Using the norm_below function obtained from class, the probability of such an event is extremely small. Since this p value is approximately 0, which is less than our alpha of 0.05, we can reject the null hypothesis. We conclude that the proportion of Drake’s songs that are “for women” is significantly less than 0.75. In non-statistical terms, this means that Drake’s songs are not significantly skewed towards women.

Conclusion

With Drake being a popular artist, we wanted to know if his music is truly for everyone. There is controversy over his target audience and we wanted to settle that dispute. Some people think that his music is created to solely appease women, so we decided to look into that and see what the data could tell us. First, we used a website called Genius to obtain all of Drake’s lyrics from his most popular albums. We then organized the data and parsed it so that it could be analyzed. After that, we were able to use that data to generate certain statistics such as word frequencies of all the albums. This did not support the null hypothesis because most of the frequent words that were used did not appeal to women over men. Then, we took the analysis a step further by creating a model that classifies Drake’s songs into one of two categories: a category that’s empowering to women and a category that is not. This model was trained on songs that were found online that we classified into the categories. To make sure that our hypothesis was tested, we used a binomial distribution and a one-sided z test. We discovered that the likelihood of Drake’s music mostly appeasing women was extremely unlikely. So, we concluded that Drake’s music was not only for women.

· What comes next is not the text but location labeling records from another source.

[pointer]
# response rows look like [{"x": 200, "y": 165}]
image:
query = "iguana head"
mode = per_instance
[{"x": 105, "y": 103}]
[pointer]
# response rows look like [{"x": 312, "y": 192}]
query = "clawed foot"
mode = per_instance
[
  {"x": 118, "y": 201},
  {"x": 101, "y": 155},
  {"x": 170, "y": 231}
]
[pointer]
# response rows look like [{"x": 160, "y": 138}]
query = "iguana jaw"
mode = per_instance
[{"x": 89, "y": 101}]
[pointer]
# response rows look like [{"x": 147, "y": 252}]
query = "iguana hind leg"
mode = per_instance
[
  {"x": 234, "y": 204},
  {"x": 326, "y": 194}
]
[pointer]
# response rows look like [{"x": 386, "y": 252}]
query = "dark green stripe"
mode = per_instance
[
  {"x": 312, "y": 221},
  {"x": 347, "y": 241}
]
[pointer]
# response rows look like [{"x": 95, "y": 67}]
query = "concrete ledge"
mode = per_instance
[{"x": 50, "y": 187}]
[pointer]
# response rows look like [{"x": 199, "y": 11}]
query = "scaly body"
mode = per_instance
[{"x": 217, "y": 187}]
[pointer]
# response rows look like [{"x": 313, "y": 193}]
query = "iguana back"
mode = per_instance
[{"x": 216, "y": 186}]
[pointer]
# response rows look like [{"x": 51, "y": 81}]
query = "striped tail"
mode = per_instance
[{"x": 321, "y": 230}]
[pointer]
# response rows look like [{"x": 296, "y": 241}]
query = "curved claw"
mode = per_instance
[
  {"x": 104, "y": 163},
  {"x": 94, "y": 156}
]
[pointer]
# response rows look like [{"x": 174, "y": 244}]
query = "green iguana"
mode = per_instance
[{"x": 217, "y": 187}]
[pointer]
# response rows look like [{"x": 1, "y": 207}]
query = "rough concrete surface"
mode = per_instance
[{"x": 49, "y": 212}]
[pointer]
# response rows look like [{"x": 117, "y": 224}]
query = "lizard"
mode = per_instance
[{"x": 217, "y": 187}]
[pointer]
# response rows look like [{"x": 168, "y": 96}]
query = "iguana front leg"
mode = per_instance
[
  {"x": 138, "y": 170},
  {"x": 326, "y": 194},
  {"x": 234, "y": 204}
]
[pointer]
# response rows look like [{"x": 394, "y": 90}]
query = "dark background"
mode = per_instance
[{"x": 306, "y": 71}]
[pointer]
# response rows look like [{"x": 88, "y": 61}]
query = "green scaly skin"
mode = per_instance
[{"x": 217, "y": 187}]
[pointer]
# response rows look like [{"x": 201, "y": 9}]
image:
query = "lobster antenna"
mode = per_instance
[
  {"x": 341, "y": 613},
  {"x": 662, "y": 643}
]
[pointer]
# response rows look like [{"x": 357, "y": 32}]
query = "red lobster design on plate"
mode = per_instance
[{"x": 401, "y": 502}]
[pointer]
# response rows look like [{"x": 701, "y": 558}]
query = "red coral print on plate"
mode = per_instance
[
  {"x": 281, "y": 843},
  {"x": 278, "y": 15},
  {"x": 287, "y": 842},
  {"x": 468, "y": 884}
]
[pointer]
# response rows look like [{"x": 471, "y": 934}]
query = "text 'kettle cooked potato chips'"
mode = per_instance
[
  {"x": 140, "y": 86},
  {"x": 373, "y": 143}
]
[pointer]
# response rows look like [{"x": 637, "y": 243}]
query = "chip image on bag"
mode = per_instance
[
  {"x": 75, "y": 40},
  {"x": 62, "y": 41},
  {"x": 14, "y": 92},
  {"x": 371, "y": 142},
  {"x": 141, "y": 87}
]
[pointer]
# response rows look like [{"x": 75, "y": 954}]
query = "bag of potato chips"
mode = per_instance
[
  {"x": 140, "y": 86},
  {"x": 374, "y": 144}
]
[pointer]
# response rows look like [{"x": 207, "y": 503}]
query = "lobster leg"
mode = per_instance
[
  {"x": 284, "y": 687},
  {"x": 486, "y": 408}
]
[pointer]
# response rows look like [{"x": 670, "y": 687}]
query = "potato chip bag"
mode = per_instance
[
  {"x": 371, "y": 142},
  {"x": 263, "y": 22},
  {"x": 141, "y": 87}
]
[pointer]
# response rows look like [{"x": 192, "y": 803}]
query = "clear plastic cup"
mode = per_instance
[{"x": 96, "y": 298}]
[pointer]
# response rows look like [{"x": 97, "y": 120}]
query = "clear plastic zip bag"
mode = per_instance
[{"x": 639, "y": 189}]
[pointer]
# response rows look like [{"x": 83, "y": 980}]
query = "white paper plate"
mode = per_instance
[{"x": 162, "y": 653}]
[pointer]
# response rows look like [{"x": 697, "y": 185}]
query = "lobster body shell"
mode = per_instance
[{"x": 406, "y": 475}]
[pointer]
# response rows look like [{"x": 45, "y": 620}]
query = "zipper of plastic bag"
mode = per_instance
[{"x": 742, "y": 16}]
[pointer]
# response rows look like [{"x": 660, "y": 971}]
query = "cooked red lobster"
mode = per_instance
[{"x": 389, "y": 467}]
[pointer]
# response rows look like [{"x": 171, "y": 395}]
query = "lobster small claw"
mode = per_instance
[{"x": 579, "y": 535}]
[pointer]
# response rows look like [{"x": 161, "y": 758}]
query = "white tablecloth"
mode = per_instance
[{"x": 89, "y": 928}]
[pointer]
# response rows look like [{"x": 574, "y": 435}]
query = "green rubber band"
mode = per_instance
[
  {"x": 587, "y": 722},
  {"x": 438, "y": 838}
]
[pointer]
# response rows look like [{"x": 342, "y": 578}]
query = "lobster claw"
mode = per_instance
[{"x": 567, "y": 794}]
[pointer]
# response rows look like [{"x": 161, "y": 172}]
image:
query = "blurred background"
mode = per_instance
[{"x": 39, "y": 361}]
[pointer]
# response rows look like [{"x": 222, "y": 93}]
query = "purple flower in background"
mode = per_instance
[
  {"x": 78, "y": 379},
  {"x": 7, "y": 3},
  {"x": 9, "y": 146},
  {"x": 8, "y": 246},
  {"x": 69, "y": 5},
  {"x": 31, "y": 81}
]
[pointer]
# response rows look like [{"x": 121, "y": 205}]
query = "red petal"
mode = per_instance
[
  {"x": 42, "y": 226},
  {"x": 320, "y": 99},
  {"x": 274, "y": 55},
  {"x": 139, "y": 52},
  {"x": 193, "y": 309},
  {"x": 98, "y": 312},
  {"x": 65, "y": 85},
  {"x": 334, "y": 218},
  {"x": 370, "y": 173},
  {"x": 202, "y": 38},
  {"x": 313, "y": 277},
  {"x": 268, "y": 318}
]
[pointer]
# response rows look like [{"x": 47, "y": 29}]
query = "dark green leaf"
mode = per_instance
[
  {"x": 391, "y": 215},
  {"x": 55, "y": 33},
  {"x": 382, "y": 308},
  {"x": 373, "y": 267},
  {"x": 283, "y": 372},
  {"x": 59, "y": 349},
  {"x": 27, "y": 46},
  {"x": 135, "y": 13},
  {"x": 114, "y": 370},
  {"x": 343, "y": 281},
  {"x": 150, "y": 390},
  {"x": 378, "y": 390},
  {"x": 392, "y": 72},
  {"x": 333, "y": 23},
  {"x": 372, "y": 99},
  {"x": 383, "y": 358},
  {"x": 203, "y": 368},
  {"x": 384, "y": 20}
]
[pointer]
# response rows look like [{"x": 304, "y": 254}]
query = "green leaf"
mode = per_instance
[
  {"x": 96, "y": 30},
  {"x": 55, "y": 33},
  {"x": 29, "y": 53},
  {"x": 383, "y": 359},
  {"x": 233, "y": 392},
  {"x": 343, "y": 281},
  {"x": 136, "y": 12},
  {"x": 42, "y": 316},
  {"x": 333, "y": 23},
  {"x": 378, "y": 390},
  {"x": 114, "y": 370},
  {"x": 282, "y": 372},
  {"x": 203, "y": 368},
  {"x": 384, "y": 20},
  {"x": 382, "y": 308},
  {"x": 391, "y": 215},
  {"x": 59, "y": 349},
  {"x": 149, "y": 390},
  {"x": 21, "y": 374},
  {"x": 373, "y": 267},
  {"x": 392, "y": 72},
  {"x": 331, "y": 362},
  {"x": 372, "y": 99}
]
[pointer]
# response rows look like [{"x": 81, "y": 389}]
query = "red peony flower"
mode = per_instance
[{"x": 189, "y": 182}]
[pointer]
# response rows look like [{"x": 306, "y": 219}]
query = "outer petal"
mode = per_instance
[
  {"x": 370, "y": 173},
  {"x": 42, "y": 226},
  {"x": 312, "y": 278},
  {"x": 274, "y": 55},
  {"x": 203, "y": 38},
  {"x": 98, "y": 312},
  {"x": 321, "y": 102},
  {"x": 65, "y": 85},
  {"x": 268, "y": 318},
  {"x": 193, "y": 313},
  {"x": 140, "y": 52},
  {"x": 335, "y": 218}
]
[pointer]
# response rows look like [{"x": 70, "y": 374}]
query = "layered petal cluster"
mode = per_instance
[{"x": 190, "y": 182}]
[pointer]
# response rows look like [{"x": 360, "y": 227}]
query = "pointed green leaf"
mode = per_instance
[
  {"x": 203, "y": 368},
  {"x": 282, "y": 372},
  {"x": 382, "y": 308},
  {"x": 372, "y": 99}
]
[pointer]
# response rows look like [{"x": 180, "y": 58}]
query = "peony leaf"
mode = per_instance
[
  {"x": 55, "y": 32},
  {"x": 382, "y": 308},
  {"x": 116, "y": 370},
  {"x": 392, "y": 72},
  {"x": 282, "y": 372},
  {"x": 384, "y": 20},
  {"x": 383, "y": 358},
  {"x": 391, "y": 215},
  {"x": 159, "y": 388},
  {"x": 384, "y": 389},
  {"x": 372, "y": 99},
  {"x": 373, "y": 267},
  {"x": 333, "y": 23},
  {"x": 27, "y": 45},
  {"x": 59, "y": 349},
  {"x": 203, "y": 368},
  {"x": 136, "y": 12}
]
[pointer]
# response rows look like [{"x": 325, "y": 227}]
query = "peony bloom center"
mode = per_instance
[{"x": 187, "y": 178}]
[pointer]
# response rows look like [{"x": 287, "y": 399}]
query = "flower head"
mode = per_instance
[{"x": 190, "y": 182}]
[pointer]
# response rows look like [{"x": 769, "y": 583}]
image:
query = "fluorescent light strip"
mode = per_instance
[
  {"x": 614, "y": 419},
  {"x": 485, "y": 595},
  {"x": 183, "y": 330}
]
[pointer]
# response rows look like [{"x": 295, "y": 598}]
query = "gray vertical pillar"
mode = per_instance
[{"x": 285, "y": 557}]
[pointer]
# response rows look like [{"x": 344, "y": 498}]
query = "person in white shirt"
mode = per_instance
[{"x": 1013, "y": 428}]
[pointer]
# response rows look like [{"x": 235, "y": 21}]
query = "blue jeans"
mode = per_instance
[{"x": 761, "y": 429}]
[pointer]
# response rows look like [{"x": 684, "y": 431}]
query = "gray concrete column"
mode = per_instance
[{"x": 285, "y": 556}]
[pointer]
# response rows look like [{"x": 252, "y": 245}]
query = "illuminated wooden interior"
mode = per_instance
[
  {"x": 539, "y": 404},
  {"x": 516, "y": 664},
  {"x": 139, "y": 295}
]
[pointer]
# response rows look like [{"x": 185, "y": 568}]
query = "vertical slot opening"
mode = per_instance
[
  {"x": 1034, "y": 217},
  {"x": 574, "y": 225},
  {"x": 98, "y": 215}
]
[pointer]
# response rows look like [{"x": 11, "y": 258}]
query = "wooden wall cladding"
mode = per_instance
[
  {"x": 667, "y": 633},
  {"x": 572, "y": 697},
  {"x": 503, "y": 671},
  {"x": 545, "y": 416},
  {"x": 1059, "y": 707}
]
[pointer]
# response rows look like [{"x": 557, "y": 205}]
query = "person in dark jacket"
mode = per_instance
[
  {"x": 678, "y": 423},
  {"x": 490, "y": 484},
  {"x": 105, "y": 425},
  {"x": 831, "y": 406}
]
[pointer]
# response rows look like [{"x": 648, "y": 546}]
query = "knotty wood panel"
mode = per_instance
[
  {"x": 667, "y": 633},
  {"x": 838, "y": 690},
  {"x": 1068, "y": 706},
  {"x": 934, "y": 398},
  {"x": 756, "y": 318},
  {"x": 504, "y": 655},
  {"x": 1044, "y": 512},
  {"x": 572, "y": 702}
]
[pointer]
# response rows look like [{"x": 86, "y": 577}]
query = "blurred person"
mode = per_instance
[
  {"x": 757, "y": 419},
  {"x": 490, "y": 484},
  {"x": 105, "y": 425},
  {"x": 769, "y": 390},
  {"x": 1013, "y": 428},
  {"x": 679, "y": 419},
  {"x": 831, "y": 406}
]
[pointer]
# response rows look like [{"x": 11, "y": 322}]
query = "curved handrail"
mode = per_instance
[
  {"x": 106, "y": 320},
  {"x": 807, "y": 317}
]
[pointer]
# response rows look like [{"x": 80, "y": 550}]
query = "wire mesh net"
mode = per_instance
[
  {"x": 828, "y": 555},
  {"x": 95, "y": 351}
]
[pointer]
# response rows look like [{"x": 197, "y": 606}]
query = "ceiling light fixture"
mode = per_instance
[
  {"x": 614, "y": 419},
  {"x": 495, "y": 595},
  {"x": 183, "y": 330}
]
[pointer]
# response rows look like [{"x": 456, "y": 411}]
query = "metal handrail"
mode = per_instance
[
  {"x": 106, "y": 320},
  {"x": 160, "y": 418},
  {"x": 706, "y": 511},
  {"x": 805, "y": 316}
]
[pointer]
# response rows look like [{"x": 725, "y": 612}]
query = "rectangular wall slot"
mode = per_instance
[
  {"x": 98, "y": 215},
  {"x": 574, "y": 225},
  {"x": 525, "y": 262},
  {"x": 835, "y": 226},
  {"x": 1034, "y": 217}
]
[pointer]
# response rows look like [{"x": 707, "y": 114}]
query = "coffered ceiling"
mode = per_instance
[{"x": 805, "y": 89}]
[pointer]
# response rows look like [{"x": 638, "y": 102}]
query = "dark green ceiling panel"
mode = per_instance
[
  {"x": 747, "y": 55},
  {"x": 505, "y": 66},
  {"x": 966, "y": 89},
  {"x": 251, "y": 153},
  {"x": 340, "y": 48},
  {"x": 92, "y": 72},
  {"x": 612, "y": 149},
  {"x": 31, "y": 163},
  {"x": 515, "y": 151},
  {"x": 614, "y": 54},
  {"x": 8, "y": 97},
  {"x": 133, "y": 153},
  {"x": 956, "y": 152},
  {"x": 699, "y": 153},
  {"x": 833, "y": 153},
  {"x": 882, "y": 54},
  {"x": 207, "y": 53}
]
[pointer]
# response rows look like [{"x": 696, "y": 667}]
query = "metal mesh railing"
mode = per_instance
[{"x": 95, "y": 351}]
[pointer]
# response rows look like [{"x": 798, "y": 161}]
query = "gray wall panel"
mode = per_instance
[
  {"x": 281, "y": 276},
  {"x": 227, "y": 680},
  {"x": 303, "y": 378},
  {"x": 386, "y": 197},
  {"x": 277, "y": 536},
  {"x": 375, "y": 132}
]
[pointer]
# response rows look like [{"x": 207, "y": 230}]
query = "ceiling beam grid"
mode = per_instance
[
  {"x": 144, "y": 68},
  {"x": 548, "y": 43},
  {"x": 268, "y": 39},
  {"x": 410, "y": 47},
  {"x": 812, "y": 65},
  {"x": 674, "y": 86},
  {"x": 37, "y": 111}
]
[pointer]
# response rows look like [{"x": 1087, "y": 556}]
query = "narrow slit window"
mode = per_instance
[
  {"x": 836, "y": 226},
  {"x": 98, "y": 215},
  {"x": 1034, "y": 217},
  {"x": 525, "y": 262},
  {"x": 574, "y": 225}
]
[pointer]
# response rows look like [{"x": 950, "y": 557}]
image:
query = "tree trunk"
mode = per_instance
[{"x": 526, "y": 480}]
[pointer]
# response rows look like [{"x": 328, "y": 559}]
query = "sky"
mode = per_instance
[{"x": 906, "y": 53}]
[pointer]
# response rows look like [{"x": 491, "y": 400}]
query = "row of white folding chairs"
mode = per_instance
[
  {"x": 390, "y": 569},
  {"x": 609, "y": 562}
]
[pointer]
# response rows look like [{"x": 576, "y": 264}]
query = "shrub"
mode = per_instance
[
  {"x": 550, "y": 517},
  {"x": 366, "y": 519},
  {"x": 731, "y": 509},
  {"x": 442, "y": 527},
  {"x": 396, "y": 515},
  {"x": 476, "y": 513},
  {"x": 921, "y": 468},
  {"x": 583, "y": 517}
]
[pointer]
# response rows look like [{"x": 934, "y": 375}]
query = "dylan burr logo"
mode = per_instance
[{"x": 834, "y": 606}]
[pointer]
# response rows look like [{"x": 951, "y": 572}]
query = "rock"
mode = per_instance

To improve our model, more songs can be added to the training set. We noticed that with the sample that we had, the model was fairly sensitive to any additions/removals from the training set. A larger sample size would give the model more information to work with. In turn, this would create a more accurate model that could classify certain lyrics without that sensitivity. The model can also be implemented using different categories besides gender so that artists can see how different demographics or topics interact with the lyrics they are producing. Also, word frequencies do not necessarily give you a well rounded context of the information that Drake could be emphasizing. A better approach may be to look at themes of certain sentences in his lyrics, which could have given a more well-rounded view of what his lyrics are actually trying to show.